Sunday, May 1

Last five...

Last five books:

+ The Stupidest Angel - By Christopher Moore
+ Fever Pitch - Nick Hornby
+ The Twenty-seventh City - Jonathan Franzen
+ The amateur Marraige - Anne Tyler
+ The Motorcycle Diaires - Che Guevara
+ Plus, I've been reading Aloft by Chang-Rae Lee between Fever Pitch and The Stupidest Angel, and I've started Windows on the World, a 9/11 novel by some French dude.

Last five movies:
+ The Hitchhikers Guide to the Galaxy
+ Fever Pitch
+ Million Dollar Baby
+ Hitch
+ The Pacifier.

Last five TV shows:
+Nuggets playoff losses (ugh)
+ Most Extreme Elimination
+ The Prisoner (via Netflix)
+ The Weather Channel
+ Televisded Rockies bullpen collapses (ugh)

Franzen's book's the best of that list -- and it was his first novel, too. Wow. Daunting. Big. Worldly. Aloft has amazing writing, too, but I haven't gotten much past the first three chapters yet so can't tell you too much about it.

I picked up the Moore book because down at Colorado Springs last weekend, his name came up in conversations a few times, and neither Jared nor I had heard of him. Turns out my nephew read him in high school. Go figure. Someone in the Springs told me he was like Tom Robbins, who I like a lot, but I would a say a cheaper, TV-movie version of Robbins perhaps. I suppose this particular book is hilarious, but it didn't make me laugh that much but for a few grins. (Still, I read it in three sittings, including nearly an hour waiting for the Grease Monkey guys to change the oil in my car -- [the best part of that waiting room was when one of the workers came in and asked who had the Pathfinder, and a guy next to me said he did, and the worker asked what the trick was to get the car started, and the owner said nothing, and then the guy said do you have to like twist the steering wheel or something, and then the owner admitted yeah you did, and then -- I was listening to all of this with my eyes buried in my book -- when I looked over when the owner got up to follow the Grease Monkey outside, I see the owner has a hook for a hand, a genuine steel hook, something you don't see very often on the Edge of nowhere, or at least the little paths I tend to wear into the planet making my rounds between home, school, work and the few stores I visit.]

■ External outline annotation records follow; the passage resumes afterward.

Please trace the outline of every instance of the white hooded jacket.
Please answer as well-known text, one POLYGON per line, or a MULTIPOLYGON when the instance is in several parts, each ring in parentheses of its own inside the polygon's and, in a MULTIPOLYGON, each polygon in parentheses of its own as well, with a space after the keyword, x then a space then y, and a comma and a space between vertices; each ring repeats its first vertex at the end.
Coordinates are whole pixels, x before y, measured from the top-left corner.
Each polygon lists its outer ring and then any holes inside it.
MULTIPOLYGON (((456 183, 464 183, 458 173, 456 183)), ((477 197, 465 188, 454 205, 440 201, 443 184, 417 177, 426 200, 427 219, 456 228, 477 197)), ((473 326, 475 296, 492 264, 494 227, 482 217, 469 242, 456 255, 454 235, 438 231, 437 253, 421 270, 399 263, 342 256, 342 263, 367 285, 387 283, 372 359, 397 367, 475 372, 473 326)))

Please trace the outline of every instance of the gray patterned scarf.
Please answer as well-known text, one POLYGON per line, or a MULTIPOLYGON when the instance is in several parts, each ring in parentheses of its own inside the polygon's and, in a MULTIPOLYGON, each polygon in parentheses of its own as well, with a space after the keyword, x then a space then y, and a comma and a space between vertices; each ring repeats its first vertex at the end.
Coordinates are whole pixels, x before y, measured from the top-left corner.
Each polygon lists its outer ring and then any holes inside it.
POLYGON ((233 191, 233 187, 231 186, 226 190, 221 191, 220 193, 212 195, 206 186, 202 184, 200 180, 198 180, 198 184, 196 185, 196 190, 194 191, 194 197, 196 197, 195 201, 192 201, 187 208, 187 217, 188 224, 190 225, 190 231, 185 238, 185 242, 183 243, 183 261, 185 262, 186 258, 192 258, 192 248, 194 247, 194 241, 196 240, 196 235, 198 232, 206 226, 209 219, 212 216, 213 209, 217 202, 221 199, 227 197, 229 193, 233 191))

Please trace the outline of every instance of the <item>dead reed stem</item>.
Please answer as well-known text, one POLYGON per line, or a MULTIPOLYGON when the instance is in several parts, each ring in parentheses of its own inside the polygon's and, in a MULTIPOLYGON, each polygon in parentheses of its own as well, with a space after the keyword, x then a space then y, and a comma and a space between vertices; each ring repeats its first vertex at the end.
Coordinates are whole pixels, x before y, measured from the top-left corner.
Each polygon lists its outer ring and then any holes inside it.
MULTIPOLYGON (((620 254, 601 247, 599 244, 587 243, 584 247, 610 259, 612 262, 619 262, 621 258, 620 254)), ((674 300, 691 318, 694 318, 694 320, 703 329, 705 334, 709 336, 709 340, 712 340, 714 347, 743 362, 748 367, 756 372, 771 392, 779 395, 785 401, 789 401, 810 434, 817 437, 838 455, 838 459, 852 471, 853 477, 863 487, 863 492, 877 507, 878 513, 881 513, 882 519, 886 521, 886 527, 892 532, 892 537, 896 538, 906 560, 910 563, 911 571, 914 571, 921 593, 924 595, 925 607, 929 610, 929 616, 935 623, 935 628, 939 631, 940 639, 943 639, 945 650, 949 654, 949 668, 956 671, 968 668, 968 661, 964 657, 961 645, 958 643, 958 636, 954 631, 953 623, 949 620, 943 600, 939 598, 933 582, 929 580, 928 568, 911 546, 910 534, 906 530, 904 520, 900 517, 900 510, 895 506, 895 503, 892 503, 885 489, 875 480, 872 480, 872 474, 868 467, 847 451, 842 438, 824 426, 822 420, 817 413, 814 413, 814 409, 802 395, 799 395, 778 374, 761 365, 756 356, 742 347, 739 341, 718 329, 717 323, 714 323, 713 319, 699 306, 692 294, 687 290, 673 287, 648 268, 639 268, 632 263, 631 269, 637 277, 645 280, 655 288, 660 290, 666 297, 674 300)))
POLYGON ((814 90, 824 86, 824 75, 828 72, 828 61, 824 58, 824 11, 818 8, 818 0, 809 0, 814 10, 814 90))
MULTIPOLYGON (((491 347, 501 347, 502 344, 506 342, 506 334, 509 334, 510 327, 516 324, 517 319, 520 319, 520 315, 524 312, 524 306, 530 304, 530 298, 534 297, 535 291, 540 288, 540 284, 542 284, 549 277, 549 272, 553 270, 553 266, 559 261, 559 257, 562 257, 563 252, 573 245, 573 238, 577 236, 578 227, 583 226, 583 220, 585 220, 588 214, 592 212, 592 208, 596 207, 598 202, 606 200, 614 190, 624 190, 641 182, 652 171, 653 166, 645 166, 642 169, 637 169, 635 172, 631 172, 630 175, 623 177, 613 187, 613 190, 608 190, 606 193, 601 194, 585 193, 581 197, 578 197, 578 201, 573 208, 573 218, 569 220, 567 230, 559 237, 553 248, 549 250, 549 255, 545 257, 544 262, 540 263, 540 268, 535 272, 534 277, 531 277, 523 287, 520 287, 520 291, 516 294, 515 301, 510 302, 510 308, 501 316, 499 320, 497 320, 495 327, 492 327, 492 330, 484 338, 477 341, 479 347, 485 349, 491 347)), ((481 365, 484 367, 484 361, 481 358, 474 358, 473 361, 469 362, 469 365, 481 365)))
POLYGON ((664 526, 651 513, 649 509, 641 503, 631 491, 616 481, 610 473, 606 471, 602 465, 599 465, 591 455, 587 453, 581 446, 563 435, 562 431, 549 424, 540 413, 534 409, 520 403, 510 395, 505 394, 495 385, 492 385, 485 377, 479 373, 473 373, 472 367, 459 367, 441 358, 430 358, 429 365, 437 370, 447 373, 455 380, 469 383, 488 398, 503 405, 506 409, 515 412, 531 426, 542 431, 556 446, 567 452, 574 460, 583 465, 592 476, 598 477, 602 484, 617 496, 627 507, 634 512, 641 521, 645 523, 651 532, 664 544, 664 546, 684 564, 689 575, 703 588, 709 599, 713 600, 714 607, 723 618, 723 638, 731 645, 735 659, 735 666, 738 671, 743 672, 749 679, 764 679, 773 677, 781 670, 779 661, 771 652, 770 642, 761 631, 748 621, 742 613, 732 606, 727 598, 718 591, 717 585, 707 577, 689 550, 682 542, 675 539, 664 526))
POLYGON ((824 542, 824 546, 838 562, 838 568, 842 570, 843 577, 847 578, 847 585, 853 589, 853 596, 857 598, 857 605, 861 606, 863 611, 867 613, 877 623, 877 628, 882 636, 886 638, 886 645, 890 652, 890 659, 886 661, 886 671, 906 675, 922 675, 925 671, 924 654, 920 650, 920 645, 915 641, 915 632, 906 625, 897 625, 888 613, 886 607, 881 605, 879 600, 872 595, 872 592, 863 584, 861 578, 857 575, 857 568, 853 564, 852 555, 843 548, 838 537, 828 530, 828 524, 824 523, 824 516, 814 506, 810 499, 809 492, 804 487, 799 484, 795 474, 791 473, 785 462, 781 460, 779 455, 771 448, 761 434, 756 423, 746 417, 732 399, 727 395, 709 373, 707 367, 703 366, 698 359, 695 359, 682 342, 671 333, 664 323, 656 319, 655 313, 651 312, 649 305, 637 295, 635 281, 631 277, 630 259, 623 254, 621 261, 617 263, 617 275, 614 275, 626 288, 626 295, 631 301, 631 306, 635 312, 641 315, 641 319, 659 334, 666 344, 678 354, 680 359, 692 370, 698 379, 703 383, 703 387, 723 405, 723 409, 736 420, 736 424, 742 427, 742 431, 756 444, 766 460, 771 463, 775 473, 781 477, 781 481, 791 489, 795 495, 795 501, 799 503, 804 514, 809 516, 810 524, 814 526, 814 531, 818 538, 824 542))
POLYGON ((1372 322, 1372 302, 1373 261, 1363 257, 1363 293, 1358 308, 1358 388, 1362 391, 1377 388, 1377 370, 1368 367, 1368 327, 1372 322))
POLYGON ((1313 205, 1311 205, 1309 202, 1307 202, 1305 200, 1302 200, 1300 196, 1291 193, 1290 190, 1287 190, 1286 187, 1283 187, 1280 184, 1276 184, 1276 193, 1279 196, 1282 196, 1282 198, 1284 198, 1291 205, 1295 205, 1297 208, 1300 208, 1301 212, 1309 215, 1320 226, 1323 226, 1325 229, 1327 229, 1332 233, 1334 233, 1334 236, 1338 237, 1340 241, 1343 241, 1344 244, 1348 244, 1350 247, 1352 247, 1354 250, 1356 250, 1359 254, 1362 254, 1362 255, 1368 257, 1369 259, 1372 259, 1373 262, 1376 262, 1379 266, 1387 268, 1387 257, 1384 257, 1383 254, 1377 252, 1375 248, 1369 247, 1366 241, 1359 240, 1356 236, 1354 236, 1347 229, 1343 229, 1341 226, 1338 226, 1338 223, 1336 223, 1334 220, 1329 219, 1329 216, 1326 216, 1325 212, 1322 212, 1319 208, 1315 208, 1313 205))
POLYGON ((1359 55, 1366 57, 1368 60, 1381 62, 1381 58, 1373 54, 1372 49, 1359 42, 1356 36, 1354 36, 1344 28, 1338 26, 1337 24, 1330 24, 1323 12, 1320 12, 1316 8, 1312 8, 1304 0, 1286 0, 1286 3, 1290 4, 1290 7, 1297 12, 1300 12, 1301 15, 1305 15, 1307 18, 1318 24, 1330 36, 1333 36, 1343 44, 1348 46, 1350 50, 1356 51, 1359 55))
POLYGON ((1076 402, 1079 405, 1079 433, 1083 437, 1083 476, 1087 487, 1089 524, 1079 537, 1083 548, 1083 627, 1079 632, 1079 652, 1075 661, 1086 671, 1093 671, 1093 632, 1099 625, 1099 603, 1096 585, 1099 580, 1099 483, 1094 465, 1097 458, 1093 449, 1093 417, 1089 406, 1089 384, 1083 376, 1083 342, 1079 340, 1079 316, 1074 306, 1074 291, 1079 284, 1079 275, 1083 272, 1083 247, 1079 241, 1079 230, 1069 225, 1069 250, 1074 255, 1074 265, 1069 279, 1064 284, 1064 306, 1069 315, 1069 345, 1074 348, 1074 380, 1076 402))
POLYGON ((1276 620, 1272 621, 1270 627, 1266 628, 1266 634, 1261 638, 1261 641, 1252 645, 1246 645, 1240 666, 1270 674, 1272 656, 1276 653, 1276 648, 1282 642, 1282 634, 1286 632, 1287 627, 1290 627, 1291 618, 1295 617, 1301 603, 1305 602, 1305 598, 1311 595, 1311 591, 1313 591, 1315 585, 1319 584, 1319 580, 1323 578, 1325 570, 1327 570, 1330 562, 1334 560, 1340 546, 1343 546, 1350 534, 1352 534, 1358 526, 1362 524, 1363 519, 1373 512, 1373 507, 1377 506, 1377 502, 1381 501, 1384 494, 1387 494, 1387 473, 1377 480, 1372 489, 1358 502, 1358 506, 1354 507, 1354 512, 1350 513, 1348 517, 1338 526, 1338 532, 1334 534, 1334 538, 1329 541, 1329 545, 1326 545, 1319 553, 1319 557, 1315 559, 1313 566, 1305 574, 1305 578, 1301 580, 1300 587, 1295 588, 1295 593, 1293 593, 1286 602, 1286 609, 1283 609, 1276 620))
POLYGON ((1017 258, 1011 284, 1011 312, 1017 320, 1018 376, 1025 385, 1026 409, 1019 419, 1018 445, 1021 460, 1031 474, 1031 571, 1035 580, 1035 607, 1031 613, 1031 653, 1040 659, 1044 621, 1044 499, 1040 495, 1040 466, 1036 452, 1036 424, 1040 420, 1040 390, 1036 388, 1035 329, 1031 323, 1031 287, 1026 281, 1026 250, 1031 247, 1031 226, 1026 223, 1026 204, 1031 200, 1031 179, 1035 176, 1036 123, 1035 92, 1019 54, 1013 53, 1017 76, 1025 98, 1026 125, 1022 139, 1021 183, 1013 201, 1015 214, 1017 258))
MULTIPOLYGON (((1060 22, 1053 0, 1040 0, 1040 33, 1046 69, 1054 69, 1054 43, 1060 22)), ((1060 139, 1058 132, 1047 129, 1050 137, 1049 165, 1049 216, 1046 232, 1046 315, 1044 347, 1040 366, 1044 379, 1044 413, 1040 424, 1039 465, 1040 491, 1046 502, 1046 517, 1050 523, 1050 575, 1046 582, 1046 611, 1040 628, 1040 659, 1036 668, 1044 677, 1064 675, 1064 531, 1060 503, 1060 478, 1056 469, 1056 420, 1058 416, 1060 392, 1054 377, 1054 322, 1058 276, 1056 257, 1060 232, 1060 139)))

We saw Fever Pitch before I read it, altho' I'm a Hornby fan and see several of his books here on the shelf next to me. I liked the movie a lot, but then I'm a sucker for baseball movies, and I like both Jimmy F and Drew B. quite a bit too. It worked. The book is about soccer, of course, English football, and nothing at all like the movie, as the book is a nonfiction personal account of Nick's obsession with Arsenal, the big north London team. I saw Hitch and Eastwood's boxing movie back to back in a mall in Arizona in early April when I was stuck down there for work. [The most interesting part of that night, aside from the popcorn meal I had, was in the food court when I spied just before the mall cops did a guy with a handgun in a holster on his hip, in clear sight (not concealed in anyway, which I suppose is as legal there as here, although not something I see, well, ever) and then I watched the mall cops -- security teens -- talk nervously to each other with the shoulder-mounted mics on their walkie-talkies and slowly surround and walk in to talk to him. I pictured the worse, of course, and slowly made my way to a safe distance literally out of the line of fire.]